Parents have all been through high school, so even though teenagers think they can fool them, mom and dad already know every play in the book. Parents set curfews. They give them phones so they can check in to make sure they are safe. They hope to meet all of their friends. And then parents do the hardest thing of all – they trust their teenagers so they can learn how to thrive independently. They teach them how to drive and then they give them the keys.
‘Adult decisions. Adult consequences.’
Arnold’s concerns are far bigger and more serious than catching two teens kissing in the hallway. Sexually transmitted diseases, teenage pregnancy and drugs are some of these serious health concerns Arnold encounters when the door closes and it’s just her and a scared teenager.
“I have students who come in and ask me questions, and we get them resources and get them with the right people to get them help as far as emotionally and physically,” says Arnold. “Children having children – it just never ceases to amaze me.”
While the conversation between Arnold and a teenager is private, parents have the right to look at their child’s chart and medical records.

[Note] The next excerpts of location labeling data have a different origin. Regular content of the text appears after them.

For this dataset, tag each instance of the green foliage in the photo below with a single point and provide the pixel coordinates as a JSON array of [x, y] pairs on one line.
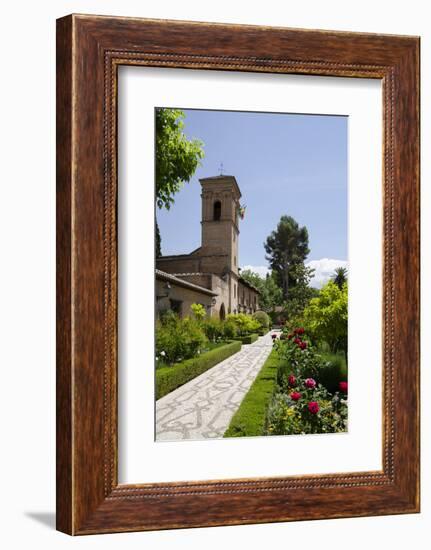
[[271, 294], [198, 311], [250, 338], [262, 318], [158, 241], [298, 356], [300, 292], [287, 416], [332, 370], [340, 277], [170, 378], [325, 317], [245, 324], [302, 406], [286, 247], [250, 418], [176, 156], [214, 329], [178, 339], [230, 330]]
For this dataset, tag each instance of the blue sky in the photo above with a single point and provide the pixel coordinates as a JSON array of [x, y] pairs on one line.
[[284, 164]]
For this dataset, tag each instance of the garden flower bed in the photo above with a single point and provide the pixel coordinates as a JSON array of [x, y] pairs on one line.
[[297, 391]]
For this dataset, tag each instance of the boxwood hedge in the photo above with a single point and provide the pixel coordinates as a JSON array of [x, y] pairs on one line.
[[170, 378]]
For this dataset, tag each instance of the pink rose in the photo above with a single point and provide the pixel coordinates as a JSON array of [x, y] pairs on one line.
[[292, 380], [310, 383], [343, 387], [313, 407]]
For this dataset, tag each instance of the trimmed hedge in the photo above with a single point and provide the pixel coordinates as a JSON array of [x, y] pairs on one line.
[[250, 419], [334, 371], [250, 338], [170, 378]]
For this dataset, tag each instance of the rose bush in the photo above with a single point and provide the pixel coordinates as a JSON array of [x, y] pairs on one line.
[[301, 405]]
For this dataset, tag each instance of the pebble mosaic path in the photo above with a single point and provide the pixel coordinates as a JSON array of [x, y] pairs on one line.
[[203, 408]]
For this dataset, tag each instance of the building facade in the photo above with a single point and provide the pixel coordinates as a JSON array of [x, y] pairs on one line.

And all school nurses are mandated reporters.
“There are certain things – mandated reporting – where we have to report to CPS,” explains Arnold. “If we have a child that comes in and says I’m pregnant, I have to explain to her that I am a mandated reporter. I’ve been fortunate enough where the kids will still talk to me. There’s certain programs in the area to help them, and get them set up with resources.”
Pregnancy is not her biggest concern.
“There’s a cure for that nine months later. These kids are getting diseases.”
Arnold’s concerned with HIV and hepatitis.
“That’s lifelong. We have treatments, but there is no cure. To have a teenager who is 15 being told you’re HIV positive,” sighs Arnold. “I want kids to know that this is something serious. This is something you will deal with for the rest of your life.”
“I don’t think kids realize. Adult decisions. Adult consequences.”
These are realities in every school, she says.
“And no, we don’t have a crisis here,” says Arnold about Lee High. “We do see it. It is a problem. It may not be the biggest problem I got, but it is here.”
The other day, Arnold received literature about having a pharmaceutical drug used to treat opioid overdoses at school.
“Oh my goodness, we are coming to that, and I’m sure eventually one day we will end up with it. Nationwide, it is a problem, and it worries me. Nobody wants to hear that that’s at your school. You can call all the nurses. It’s in every high school.”
School nurses, the administration, teachers and parents all partner in guiding children not only in the educational world but in the health world. School nurses can be the first line of defense for children. They give parents a window into what is unfolding within the school environment should a situation require more care.
Parents hope that something is as simple as a scrape on the knee, but when it is something far more serious, they depend upon school nurses to shepherd their children until they can bring them back home.